Chronik | Oberösterreich
22.04.2018

Kirschenblüte in der Scharten

Panoramaweg. Scharten war einst der bedeutendste Wallfahrtsort nach Mariazell

Marillen, Kirschen, Zwetschken, Äpfel: Im Wochentakt öffnet eine andere Obstsorte ihre Blüten. Die klimatisch besonders begünstigte „ Scharte“ in der Landschaft oberhalb des Eferdinger Beckens macht es möglich. Und auf dem „Panoramaweg“ lässt sich diese Blütenpracht bestens genießen.

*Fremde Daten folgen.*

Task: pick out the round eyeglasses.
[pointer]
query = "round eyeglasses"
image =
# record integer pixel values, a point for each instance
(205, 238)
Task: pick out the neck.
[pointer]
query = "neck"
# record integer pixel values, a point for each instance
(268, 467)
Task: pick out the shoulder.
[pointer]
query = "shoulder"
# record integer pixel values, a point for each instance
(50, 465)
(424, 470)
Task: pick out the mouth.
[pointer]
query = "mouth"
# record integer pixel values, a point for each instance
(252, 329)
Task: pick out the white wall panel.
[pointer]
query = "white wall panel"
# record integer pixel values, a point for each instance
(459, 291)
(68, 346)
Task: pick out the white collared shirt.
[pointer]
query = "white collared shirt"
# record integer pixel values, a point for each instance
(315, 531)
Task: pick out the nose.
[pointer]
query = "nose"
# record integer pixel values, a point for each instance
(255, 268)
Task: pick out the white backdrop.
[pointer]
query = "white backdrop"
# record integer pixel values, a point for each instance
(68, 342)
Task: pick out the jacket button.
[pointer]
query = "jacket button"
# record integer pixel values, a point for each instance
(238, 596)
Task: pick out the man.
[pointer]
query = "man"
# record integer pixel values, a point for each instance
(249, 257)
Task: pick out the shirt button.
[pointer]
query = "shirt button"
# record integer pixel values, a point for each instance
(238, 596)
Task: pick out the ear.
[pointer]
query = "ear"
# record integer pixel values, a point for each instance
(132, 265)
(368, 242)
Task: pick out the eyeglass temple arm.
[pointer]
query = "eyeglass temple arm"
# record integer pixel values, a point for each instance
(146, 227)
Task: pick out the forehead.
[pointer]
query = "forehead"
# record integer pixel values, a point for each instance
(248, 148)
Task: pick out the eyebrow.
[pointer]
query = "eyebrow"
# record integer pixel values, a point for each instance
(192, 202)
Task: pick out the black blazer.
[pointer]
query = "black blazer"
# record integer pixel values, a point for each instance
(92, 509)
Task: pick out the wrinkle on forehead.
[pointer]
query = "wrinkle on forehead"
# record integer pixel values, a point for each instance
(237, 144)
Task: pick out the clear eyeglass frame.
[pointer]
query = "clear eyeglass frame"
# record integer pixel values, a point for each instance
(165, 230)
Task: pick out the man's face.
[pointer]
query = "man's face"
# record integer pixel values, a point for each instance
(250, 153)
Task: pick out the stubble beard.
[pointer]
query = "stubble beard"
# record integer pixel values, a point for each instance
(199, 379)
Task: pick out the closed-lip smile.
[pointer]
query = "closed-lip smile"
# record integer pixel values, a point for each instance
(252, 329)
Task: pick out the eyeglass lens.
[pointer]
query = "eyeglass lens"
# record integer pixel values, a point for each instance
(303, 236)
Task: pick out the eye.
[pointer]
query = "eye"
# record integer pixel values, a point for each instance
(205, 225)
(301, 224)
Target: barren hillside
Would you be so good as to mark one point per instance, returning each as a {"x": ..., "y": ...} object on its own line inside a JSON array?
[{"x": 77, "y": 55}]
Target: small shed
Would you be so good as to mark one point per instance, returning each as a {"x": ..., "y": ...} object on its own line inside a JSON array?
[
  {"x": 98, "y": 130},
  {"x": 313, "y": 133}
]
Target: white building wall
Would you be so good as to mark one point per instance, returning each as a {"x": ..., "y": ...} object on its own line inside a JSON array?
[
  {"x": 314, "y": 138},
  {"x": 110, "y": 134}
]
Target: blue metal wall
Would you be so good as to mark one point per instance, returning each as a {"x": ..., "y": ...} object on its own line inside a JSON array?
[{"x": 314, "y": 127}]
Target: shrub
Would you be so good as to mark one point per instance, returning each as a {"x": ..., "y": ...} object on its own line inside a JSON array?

Ausgangspunkt der eineinhalbstündigen Rundwanderung ist der Parkplatz beim Amtshaus. Gleich dahinter geht es zunächst der Straße folgend am neu errichteten Gehsteig nach Unterscharten. Das Gasthaus Mair z’Edt und die evangelische Kirche werden passiert.Die Landschaft hat sich mit der schönsten Frühlingsflora geschmückt: Buschwindröschen, Dotterblumen und Lungenkraut drängen sich neben dem mächtigen Bärlauch in den Vordergrund. Ein Bächlein wird überquert. Vorne fällt der Blick auf die geradezu militärisch aufgereihten Kirschplantagen-Bäume, dahinter auf die Hügelkette, die das Schartner Land nach Osten hin begrenzt. Und in der Mitte die hoch aufragende katholische Kirche. Auf der anderen Seite des Weges findet sich noch eine Allee von uralten Kirschbaumriesen.

Kirschwachterhäusl

Beim folgenden Rastplatz übersieht man fast eine unscheinbare Holzhütte. Die pensionierte Lehrerin Emma Mayrhofer kennt die Geschichte dazu: „Es ist eines von ehemals zahlreichen Kirschwachterhäusln“. Hier hat man vor der Ernte die Kirschen vor Dieben bewacht, dann die frisch geernteten Früchte gesammelt und „ausgeklaubt“. Auch wurden Schwärme von Staren verscheucht. Heute wird das elektronisch mit Falkengeschrei oder Hundegebell erledigt“. Nur mehr zwei dieser Hütten haben sich erhalten.

Unter den blühenden Bäumen äsen die Damhirsche

Zwanzig Kirschsorten

Schließlich taucht unterhalb des Weges das lang gestreckte Gebäude des Firlingerhofs auf. Der Besitzer Horst Hubmer weiß, warum viele Bäume jetzt noch nicht blühen: „Einige der zwanzig Kirschsorten, die wir pflanzen, blühen und reifen später. So können wir über einen Zeitraum von acht Wochen frische Kirschen ernten.“

Der Markierung „ Panoramaweg“ folgend geht es anschließend hinunter durch die Ortschaften Rexham und Vitta. Ein idyllisches Wiesenwegerl führt mitten durch ein Damhirschgehege. Friedlich äsen die Tiere unter den blühenden Bäumen.

Kaiser pilgerten

Kaiser Leopold I pilgerte 1684 nach Maria Scharten Bis 1848 herrschte hier das Geschlecht der Starhemberger. Jetzt ist der dominante Mittelpunkt des Ortes die Kirche Maria Scharten. Sie ist seit 600 Jahren ein beliebtes Ziel für Wallfahrer. Schon Kaiser Ferdinand III. betete hier im Jahr 1646 für das Ende des dreißigjährigen Krieges. Kaiser Leopold I pilgerte 1684 hierher, um für die erfolgreiche Abwehr der Türken vor Wien zu danken. Nach dieser Zeit war Maria Scharten für längere Zeit der bedeutendste Wallfahrtsort nach Mariazell.